Moje takes up the story. "Color is my fascination. It's a never-ending challenge to explore and extend the envelope. So one of the luckiest moments of my life was when I met with Dan Schworer and Boyce Lundstrom at Bullseye, and they were fascinated by what I needed to do, and said to me, 'We'll produce a palette for you to have a wider range of colors available.' I remember thinking, 'These Americans are just loudmouths!' But after awhile they figured it out, and there was a box of Bullseye Glass on my doorstep, and I never looked back."
Bullseye's leadership has taken pains to work with artists who come to glass from other media in the interest of cross-pollination. Examples include Carrie Iverson, who came from a background in printmaking and political art; ceramic sculptor Jun Kaneko; and Joanne Teasdale, who combines her first two passions, painting and photography, with novel and psychologically incisive approaches to glass. Bullseye is also committed to bridging the divide between glass blowing and kiln-forming. With the gallery's encouragement, longtime glass blower Dante Marioni has made successful forays into kiln-formed glass; and a seminal Bullseye workshop in 1998 yielded a technique known as the "Australian roll-up," which is essentially an integration of blowing and kiln-forming.
A big-name art star, established infrastructure, a sense of community, and technical innovation number prominently among the factors that give the Pacific Northwest heightened luminescence in the constellation of contemporary glass.
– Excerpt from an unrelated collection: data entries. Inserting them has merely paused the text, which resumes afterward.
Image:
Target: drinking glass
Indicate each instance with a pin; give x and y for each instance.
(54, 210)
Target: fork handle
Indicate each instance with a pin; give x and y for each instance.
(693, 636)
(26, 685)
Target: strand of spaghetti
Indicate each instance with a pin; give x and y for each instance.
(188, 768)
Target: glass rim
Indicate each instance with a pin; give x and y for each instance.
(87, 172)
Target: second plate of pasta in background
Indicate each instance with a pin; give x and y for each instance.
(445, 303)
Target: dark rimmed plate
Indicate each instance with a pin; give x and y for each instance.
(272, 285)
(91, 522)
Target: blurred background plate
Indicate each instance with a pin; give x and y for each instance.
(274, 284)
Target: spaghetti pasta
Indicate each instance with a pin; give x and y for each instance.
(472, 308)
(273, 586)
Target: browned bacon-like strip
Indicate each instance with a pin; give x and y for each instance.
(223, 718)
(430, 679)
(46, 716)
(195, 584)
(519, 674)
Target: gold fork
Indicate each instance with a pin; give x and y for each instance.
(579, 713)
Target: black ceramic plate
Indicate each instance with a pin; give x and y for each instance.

But there is something else, too, something beyond, which ties these disparate strings together: an esprit de corps that bears at least a modicum of resemblance to the pioneering spirit that brought pioneers along the Oregon Trail in the mid-1800s. It is an imperative to circle the wagons when needed for safe haven but above all to push forward, to venture, to act. Couple this spirit with glass' fluency across the range from transparency to opacity, and the near-inexhaustible ways it can be deployed to formal and thematic ends, and one begins to discern a synergy of materiality, history, and locale that knows no limit.